Molecular Microbiology Lab.
・Labolatory Concepts
Microorganisms still have many unknown features and properties even when human genome analysis has been completely achieved. Some microorganisms are harmful to human lives whereas some of them contribute much to our survival on the earth. Microorganisms are counterparts of human beings and any other organisms that constitute the living world. Why not take a scientific look at the microbial world with us by means of biological and chemical procedures.
・What's new?
In 21st century, we are facing various problems concerning food, environment and energy. Fungal and viral infection will become one of the most serious diseases in addition to bacterial infection and cancer that have to be hopefully conquered in this century. In our laboratories, we are developing biologically active molecules either by screening through microbial secondary metabolites or by structural modifications of natural products of microbial and plant origin in order to deal with these problems. We have special interest in understanding the mechanisms of their actions at the molecular level.

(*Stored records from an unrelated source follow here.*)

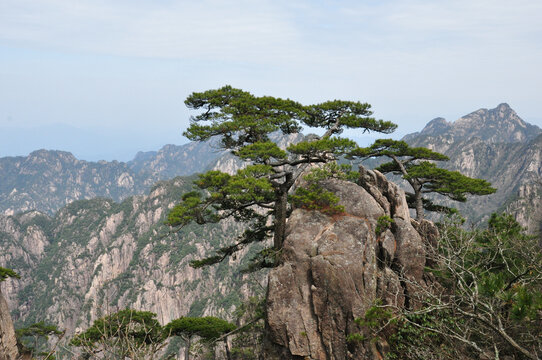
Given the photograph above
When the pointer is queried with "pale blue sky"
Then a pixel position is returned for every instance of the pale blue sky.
(104, 79)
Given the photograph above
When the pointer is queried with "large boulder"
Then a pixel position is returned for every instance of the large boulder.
(8, 342)
(334, 268)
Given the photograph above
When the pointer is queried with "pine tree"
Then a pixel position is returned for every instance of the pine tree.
(257, 195)
(416, 166)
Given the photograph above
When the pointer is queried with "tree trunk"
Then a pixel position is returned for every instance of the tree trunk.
(281, 208)
(419, 204)
(228, 354)
(187, 349)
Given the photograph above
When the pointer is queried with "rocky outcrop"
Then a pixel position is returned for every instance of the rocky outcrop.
(96, 256)
(334, 268)
(8, 343)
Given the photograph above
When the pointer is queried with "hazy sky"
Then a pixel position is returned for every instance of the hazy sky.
(104, 79)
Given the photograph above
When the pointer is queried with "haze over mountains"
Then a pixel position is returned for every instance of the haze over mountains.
(496, 145)
(81, 247)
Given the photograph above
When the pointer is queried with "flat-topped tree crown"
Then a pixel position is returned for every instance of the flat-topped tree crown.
(258, 194)
(416, 165)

・Professor Ken-ichi FUJITA
Our lab. are dealing with bio-active substances that affect various physiological functions such as cell growth, cell death, immunity, and aging. Among them, we are especially focusing the substances restrict drug-resistance. The development of antifungal antibiotics with novel modes of action and fewer adverse effects in humans is urgently required because of an increase in opportunistic fungal infections in immunocompromised patients and the elderly. As current antifungal targets are limited to the functions and structures unique to fungi, namely ergosterol, the cell wall, and cytosine deaminase, it has been difficult to develop novel antibiotics. In addition, clinical isolates have been reported to show resistance to these antifungals. Therefore, strategies for overcoming drug-resistance should be developed to improve antifungal chemotherapy. We are exploring bio-active substances derived from natural resources that restrict the fungal drug-resistance thereby restoring the weakened antifungal activity because of drug resistance. Moreover, we are also investigating the innate mechanism expressing drug-resistance by using the substances.

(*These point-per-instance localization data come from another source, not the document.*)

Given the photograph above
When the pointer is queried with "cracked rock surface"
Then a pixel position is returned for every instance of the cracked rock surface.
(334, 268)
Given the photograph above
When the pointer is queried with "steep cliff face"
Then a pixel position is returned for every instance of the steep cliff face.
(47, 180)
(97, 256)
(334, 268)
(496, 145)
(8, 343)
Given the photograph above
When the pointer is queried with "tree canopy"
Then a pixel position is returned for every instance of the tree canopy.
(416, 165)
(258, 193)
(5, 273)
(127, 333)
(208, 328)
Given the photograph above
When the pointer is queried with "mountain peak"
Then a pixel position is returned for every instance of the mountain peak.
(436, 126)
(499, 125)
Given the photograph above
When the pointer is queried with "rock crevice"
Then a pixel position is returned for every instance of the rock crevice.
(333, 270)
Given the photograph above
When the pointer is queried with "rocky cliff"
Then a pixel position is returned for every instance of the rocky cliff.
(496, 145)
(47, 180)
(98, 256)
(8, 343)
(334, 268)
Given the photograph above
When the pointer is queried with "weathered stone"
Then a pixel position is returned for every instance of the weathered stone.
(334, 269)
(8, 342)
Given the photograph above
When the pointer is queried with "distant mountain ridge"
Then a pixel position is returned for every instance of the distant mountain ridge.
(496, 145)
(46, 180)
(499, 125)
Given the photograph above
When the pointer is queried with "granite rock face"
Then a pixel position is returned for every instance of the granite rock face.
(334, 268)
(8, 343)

・Associate Professor Yoshihiro YAMAGUCHI
We have been working in the field of toxin-antitoxin (TA) systems in Escherichia coli. Each TA system is encoded by two small genes, which usually overlap by a few bases. A toxin and its cognate antitoxin form a stable TA complex, which blocks the function of the toxin. Almost all bacteria contain a number of TA systems, targeting various cellular functions from DNA replication, mRNA stability, protein synthesis and cell wall biosynthesis to regulate cell growth and death. As the antitoxin is less stable than the toxin in the cell, it has to be constantly produced to inhibit the toxin. Under stress conditions, antitoxins are digested by stress-induced proteases to release free toxins, resulting in cell growth arrest and eventual cell death. A number of TA systems appear to be related to the pathogenicity of a bacterium. The TA systems in M. tuberculosis may play important roles in the maintenance of the extremely long dormancy of this pathogen inside macrophage. On the basis of this idea, it is perhaps surprising that E. coli also contains comparatively a large number of TA systems. We are studying to understand the physiological functions of TA systems in bacteria.